Absolute sovereigns have sometimes invited distinguished men to their capitals and bestowed their favors upon them. But this, after all, was only a way of changing the place of scientific culture, not of creating it. Generally, emigrations of savants have been useful to themselves, to science, and to the countries which have welcomed them, in proportion as rulers have had the good sense to leave them time to work.
Democracies encourage savants most by leaving them the widest liberty of opinion. They have furthermore the advantage of causing the separation from political life and public functions of those men who have taste for research, cabinet-work, independence of thought, and for the truth as set above popularity and material considerations, or for precisely those things which most further the advance of science.

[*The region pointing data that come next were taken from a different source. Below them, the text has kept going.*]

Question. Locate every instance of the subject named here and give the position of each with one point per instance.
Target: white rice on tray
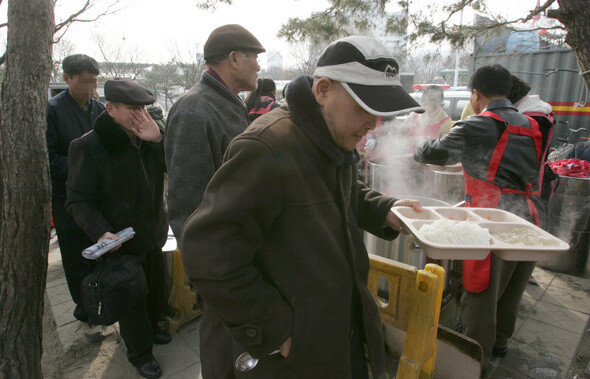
(449, 232)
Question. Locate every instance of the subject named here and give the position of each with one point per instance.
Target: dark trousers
(138, 325)
(489, 316)
(155, 275)
(216, 343)
(137, 333)
(72, 240)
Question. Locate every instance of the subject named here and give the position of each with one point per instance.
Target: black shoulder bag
(117, 282)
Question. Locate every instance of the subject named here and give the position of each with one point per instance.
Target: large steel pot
(569, 219)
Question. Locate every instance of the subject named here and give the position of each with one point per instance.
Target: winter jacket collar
(500, 103)
(308, 117)
(112, 137)
(532, 103)
(210, 80)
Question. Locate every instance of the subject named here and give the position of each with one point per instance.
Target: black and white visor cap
(369, 73)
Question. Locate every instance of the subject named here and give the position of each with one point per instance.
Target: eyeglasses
(247, 56)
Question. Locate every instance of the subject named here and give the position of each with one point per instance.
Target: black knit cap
(232, 37)
(127, 91)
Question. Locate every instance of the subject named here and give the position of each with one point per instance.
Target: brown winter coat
(275, 247)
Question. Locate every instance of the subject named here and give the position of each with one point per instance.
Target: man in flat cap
(275, 248)
(70, 114)
(202, 123)
(115, 181)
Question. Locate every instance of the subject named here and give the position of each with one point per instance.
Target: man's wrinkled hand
(394, 222)
(111, 236)
(144, 127)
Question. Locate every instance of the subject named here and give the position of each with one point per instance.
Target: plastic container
(542, 246)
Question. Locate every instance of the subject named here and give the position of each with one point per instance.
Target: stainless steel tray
(496, 220)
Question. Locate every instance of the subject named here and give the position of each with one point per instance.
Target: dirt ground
(100, 359)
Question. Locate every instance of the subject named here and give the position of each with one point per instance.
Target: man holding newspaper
(115, 181)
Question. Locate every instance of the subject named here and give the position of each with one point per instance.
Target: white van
(453, 103)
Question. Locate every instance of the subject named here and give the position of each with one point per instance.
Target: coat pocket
(297, 354)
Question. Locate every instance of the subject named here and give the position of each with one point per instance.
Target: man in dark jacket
(116, 181)
(202, 123)
(70, 114)
(501, 152)
(275, 248)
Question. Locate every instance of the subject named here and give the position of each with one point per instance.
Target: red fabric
(571, 167)
(485, 194)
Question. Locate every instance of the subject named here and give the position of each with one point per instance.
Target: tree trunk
(24, 187)
(575, 16)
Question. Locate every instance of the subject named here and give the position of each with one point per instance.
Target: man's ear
(233, 59)
(110, 108)
(321, 89)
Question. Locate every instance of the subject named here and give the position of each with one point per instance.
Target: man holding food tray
(501, 152)
(275, 248)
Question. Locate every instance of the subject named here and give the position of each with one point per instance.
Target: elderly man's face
(82, 86)
(247, 73)
(347, 121)
(122, 114)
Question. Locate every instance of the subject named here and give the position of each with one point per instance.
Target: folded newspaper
(108, 244)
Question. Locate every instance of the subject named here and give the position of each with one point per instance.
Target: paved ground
(552, 320)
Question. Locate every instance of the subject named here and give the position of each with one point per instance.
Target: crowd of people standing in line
(265, 202)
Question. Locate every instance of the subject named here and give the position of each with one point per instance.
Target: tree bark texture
(575, 16)
(24, 187)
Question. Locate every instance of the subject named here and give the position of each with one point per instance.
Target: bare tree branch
(64, 25)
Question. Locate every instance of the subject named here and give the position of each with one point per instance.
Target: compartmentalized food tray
(496, 220)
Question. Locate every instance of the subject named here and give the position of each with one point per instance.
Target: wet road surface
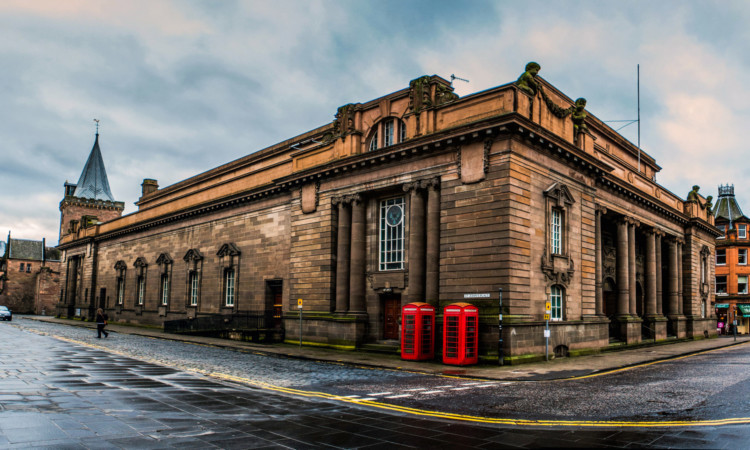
(134, 392)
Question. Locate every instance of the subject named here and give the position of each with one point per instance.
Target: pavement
(558, 368)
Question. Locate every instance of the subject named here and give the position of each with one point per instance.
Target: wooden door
(392, 316)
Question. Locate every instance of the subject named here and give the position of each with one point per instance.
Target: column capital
(346, 199)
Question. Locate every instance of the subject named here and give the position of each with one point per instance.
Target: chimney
(148, 186)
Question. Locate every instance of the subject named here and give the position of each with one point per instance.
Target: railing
(246, 325)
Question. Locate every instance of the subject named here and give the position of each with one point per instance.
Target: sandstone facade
(417, 196)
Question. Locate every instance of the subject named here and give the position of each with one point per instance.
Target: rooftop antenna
(454, 78)
(638, 119)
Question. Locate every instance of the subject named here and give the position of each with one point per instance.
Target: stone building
(29, 276)
(418, 195)
(732, 270)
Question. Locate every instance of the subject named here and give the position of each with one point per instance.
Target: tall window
(721, 284)
(120, 290)
(742, 284)
(556, 231)
(721, 257)
(229, 287)
(141, 289)
(392, 234)
(165, 289)
(556, 301)
(386, 133)
(193, 281)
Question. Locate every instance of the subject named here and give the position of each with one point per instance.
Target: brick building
(732, 270)
(29, 276)
(418, 195)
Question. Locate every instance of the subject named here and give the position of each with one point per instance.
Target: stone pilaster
(343, 254)
(599, 270)
(358, 253)
(416, 242)
(432, 276)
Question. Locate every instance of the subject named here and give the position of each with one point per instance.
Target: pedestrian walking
(101, 322)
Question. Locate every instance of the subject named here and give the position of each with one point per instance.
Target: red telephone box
(460, 334)
(418, 331)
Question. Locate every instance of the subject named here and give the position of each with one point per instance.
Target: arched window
(387, 132)
(556, 298)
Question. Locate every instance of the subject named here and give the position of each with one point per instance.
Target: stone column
(342, 255)
(673, 292)
(432, 276)
(416, 243)
(631, 268)
(623, 280)
(659, 286)
(650, 309)
(358, 251)
(599, 273)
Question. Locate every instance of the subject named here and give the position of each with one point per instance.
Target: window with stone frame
(141, 269)
(721, 256)
(229, 263)
(391, 234)
(387, 132)
(557, 264)
(120, 268)
(742, 284)
(164, 261)
(557, 299)
(721, 284)
(194, 261)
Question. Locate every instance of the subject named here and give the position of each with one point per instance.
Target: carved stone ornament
(164, 258)
(554, 273)
(343, 123)
(192, 255)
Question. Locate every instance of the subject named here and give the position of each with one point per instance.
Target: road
(60, 386)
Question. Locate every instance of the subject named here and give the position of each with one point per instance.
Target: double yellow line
(453, 416)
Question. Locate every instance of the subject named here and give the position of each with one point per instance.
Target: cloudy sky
(181, 87)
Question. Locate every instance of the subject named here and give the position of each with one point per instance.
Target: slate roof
(93, 182)
(727, 207)
(25, 249)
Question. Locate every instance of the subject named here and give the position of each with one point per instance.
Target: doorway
(391, 315)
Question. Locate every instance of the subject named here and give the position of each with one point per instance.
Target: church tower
(89, 201)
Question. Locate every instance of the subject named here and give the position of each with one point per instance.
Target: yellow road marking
(441, 414)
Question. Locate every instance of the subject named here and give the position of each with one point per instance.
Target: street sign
(480, 295)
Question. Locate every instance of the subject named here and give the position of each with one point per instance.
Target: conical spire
(93, 182)
(727, 207)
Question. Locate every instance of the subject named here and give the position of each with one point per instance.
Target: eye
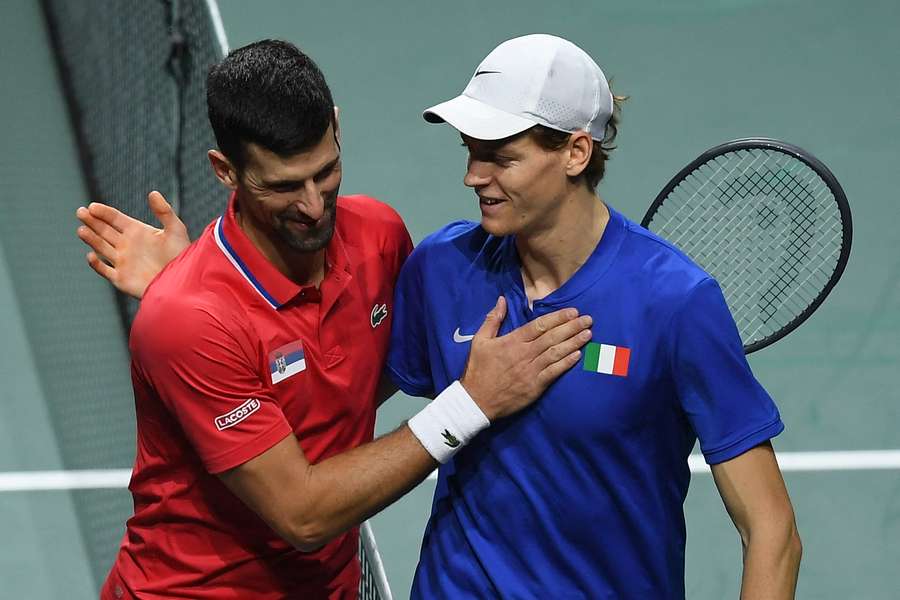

In general, whatever may be the form or the tendency of the government, men who cultivate science for itself should rather consider themselves fortunate if they are out of favor with the administration.
- "Histoire des Sciences et des Savants depuis Deux Siècles." Preceded and followed by other studies on scientific subjects, particularly on "Heredity and Selection." By Alphonse de Candolle. Second edition, with Additions. Geneva, Basle, and Lyon: H. Georg. Pp. 594. 1885.
- "They say," said the author to Regnault, professor in the École polytechnique of Paris, "that when you were young the school produced many more celebrated mathematicians and physicists than it does now. Is it true?" "Perhaps so," he answered. "Why?" "Because, you see, our principal professor of mathematics was so obscure, that the pupils had to meet after each lesson to go over it again. For some time I had to revise the exercise-books of my comrades. You can not imagine how it made me work."
- "At the moment of writing this phrase, I have before me letters of French, German, and Italian professors, lamenting that they can not work for science, because they are charged with hundreds of examinations which could be attended to just as well by persons whose time is less valuable."
- Haeckel has gone so far as to say that the scientific work of institutions and the intrinsic value of their publications stand in an inverse ratio to the magnitude of the buildings and the splendid appearance of their volumes. "I need only refer," he adds, "to the small and miserable institutes and the meager resources with which Baer in Königsberg, Schleiden in Jena, Johannes Müller in Berlin, Liebig in Giessen, Virchow in Würzburg, Gegenbaur in Jena, have not only each advanced their special science most extensively, but have actually created new spheres for them. Compare with these the colossal expenditures and the luxurious apparatus in the grand institutes of Cambridge, Leipsic, and other so-called great universities—what have they produced in proportion to their means?"